Nanocellulose-based Smart Delivery Systems for Personalized Medicine

A next-generation nanocellulose-derived hydrogel drug delivery system that integrates machine learning, 3D printing, and wearable sensors to provide adaptive, personalized, and real-time controlled release of therapeutic agents.

The original patent's limitations in terms of fixed release kinetics, lack of real-time monitoring, and limited adaptability to patient needs are addressed by the new inventive concept, which envisions a paradigm shift towards smart, adaptive, and personalized drug delivery systems.

The new inventive concept comprises a range of nanocellulose-based implantable devices, hydrogels, and biohybrid materials that leverage machine learning algorithms, 3D printing, and wearable sensors to create personalized, adaptive, and real-time controlled release of therapeutic agents. The devices and materials are designed for minimally invasive implantation, remote triggering, and on-demand release, ensuring enhanced bioavailability, reduced immune response, and improved treatment outcomes.

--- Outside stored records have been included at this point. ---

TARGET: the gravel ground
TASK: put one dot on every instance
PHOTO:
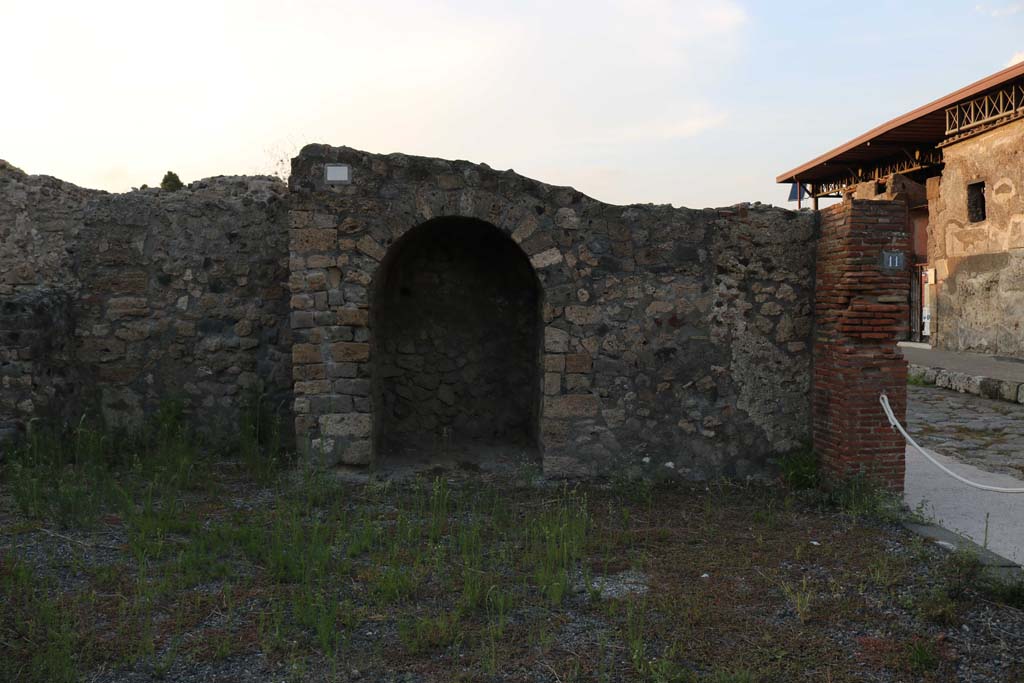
(675, 583)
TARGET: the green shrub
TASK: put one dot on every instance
(171, 182)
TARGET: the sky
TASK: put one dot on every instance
(689, 103)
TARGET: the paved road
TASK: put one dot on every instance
(982, 432)
(970, 364)
(981, 439)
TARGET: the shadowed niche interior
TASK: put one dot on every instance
(456, 359)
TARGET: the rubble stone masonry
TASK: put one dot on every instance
(430, 304)
(980, 264)
(439, 302)
(144, 297)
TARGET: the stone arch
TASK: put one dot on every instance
(456, 367)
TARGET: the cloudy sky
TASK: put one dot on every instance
(692, 103)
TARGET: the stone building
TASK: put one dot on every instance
(958, 165)
(440, 305)
(389, 307)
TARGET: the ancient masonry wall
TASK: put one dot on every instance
(861, 311)
(155, 296)
(980, 265)
(670, 340)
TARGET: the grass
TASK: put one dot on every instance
(144, 553)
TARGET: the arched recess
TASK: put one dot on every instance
(456, 346)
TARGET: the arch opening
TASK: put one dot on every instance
(456, 364)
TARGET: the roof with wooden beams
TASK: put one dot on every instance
(913, 137)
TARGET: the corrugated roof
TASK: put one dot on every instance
(925, 125)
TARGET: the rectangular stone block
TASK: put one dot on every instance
(579, 363)
(306, 353)
(349, 352)
(119, 307)
(312, 387)
(353, 316)
(576, 406)
(554, 363)
(313, 240)
(350, 424)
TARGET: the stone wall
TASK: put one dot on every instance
(861, 311)
(457, 340)
(37, 373)
(673, 340)
(171, 295)
(980, 265)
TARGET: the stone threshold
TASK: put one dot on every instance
(989, 387)
(950, 541)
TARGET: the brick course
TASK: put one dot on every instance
(861, 311)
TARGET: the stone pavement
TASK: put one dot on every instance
(992, 520)
(981, 439)
(982, 432)
(988, 376)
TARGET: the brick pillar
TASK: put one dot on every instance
(861, 310)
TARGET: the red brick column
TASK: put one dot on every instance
(861, 310)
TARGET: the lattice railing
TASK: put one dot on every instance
(1005, 102)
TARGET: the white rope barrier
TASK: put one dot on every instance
(884, 399)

The new claims introduce a novel combination of machine learning, 3D printing, and wearable sensors to create adaptive, personalized, and real-time controlled release of therapeutic agents, which is not obvious from the original patent and represents a significant inventive step.

Alternative embodiments of the inventive concept could include the use of different nanocellulose sources, variations in 3D printing techniques, and integration with other wearable devices or sensors to expand the scope of applications and improve treatment outcomes.

The inventive concept has significant commercial potential in the personalized medicine market, with applications in chronic disease management, cancer treatment, and gene therapy, among others. The target industries include pharmaceuticals, biotechnology, and medical devices.